Leptocaris contains more than twenty-five species of extremely slender, cylindrical harpacticoid copepods growing to a bit over half a millimetre in length. Characteristic features of the genus include having the maxillipeds (one of the pairs of appendages making up the mouthparts) reduced or lost, and the proximal part of the endopod of the first swimming leg bearing a special anteriorly directed seta with a terminal comb (Song et al. 2012). Representatives of this genus have been collected from localities around the world though mostly in the Northern Hemisphere. Nevertheless, one can't help wondering how much of the genus' apparent rarity in the Southern Hemisphere is an artefact of low collection effort. This possibility should also be kept in mind when considering differences in the ranges of individual species: whereas many have only been collected from single localities (Song et al. 2012), the species L. trisetosus has been found from Finland to the Bahamas to South Africa, as well as in Korea with the last population being treated as a distinct subspecies (Lee & Chang 2008).
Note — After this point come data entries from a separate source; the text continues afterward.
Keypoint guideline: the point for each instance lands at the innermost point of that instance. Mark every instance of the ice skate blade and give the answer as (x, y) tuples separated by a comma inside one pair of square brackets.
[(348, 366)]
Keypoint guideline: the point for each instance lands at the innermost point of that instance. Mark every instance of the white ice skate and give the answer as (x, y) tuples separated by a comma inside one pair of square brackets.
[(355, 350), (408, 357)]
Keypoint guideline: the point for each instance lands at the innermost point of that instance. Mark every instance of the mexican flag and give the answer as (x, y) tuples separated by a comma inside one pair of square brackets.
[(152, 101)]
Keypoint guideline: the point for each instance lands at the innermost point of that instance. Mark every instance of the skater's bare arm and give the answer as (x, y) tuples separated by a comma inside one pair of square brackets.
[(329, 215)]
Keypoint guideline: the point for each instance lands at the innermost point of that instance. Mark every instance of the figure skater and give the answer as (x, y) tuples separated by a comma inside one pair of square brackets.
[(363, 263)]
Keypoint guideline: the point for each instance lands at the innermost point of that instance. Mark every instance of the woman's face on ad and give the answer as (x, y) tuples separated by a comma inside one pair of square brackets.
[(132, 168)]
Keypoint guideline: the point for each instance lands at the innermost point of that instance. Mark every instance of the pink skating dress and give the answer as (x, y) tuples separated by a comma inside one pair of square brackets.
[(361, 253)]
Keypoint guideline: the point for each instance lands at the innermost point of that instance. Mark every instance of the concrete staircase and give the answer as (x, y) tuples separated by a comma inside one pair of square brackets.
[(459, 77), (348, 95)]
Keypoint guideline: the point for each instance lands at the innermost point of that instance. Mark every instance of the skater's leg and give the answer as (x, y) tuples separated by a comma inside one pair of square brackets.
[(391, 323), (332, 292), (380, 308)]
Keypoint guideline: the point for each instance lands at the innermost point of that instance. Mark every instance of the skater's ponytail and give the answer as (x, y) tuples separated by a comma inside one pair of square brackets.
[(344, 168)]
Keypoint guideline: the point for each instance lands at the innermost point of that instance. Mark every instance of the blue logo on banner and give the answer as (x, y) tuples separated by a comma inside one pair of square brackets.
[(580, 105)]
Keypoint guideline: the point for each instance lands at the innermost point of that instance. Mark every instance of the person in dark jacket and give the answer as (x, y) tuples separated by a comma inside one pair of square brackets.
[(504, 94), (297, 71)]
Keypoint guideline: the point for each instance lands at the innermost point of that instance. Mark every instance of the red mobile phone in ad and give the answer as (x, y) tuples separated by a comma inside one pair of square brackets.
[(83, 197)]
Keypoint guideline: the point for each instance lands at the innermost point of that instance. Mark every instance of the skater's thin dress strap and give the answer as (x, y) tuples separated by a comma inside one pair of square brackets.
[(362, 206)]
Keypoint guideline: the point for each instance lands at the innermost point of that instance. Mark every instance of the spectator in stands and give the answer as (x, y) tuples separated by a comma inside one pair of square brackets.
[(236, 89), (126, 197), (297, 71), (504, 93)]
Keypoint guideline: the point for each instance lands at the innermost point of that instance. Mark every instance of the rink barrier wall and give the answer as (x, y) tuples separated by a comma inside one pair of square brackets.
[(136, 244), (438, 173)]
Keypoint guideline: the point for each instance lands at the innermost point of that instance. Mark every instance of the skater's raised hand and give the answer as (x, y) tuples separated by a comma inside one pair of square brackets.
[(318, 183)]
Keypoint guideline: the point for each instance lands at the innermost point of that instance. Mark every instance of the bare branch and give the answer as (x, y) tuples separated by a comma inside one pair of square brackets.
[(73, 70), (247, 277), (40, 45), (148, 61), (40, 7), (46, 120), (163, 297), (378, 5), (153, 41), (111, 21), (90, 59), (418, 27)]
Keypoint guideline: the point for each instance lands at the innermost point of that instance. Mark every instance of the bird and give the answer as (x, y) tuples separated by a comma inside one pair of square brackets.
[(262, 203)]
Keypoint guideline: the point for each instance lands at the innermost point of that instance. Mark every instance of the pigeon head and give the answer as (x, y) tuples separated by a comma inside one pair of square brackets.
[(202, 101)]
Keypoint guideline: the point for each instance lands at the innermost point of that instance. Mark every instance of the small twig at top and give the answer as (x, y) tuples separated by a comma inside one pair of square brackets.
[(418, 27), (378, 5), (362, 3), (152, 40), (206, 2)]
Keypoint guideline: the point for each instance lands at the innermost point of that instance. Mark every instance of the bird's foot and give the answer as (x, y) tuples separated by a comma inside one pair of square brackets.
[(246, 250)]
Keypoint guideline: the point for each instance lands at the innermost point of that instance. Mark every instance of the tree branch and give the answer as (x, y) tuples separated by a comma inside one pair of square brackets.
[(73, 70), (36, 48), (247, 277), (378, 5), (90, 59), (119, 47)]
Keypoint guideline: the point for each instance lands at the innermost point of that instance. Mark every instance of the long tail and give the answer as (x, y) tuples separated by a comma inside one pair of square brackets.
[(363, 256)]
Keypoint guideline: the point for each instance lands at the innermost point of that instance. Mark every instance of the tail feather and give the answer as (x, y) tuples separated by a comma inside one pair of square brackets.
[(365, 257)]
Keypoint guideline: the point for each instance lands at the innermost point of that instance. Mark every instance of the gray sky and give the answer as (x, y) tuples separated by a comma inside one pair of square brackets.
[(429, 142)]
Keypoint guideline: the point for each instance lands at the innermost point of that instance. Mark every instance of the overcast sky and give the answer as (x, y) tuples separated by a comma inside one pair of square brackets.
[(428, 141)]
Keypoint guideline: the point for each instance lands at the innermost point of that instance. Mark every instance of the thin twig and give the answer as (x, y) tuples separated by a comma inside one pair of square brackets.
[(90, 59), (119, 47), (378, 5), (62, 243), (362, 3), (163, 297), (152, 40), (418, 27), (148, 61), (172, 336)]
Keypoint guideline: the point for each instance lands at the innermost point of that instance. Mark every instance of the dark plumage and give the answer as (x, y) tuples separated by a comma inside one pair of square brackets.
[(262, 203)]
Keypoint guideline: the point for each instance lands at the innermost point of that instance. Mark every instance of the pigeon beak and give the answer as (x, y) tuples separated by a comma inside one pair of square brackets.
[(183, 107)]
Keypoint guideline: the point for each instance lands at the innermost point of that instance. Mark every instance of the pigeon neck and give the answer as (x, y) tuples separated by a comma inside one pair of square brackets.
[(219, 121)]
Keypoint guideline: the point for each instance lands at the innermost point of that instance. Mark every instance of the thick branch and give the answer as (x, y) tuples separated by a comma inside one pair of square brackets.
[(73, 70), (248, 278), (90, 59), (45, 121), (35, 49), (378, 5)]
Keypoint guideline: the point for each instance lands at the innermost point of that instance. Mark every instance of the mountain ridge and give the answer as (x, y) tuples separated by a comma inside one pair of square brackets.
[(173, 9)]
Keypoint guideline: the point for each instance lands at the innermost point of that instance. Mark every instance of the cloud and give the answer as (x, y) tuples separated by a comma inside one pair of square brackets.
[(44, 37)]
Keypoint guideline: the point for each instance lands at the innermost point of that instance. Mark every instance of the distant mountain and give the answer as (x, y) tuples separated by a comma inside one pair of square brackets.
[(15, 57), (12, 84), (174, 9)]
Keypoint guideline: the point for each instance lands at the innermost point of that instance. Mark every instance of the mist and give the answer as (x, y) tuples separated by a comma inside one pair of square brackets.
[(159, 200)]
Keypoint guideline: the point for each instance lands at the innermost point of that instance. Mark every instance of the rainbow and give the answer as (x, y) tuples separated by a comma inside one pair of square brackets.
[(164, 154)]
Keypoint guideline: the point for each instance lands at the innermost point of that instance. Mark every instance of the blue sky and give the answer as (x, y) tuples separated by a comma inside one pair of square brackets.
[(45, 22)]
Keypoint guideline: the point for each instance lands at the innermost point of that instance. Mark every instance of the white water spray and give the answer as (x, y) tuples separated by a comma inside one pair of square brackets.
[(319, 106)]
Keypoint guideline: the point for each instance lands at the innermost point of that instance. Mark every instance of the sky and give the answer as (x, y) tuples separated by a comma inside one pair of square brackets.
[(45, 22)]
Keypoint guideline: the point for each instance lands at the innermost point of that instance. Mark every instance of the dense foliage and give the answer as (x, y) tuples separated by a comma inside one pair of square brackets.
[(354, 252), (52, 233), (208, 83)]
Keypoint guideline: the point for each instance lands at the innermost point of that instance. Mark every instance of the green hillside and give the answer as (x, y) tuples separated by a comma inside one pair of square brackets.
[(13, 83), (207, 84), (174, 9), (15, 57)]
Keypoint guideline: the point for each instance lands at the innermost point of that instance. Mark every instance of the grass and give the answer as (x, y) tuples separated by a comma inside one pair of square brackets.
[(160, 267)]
The majority of collections of Leptocaris have been from among sand but the genus has also been found in other microhabitats. In general, they are found in sediments with a high organic content. They are found in euryhaline and eurythermal habitats: that is, locations subject to wide variations in salinity and temperature. These may include beaches and brackish pools. They have been found among decomposing leaves in mangrove swamps (offhand, I haven't found if the diet of Leptocaris has been firmly established but I suspect they are probably detritivores). One species, L. kunzi, was described from an estuarine lake in Louisiana; another, L. stromatolicolus, is known from among stromatolites in Mexico. Two species, L. brevicornis and L. sibiricus, have even been found in continental fresh waters in Europe as well as in coastal brackish waters (Song et al. 2012). Overall, Leptocaris species seem to be most abundant in marginal habitats that may be too harsh and unstable for other copepods, making them fronteir harpacticoids.

REFERENCES

Lee, J. M., & C. Y. Chang. 2008. Copepods of the genus Leptocaris (Harpacticoida: Darcythompsoniidae) from salt marshes in South Korea. Korean Journal of Systematic Zoology 24 (1): 89–98.

Song, S. J., H.-U. Dahms & J. S. Khim. 2012. A review of Leptocaris including a description of L. ryukyuensis sp. nov. (Copepoda: Harpacticoida: Darcythompsoniidae). Journal of the Marine Biological Association of the United Kingdom 92 (5): 1073–1081.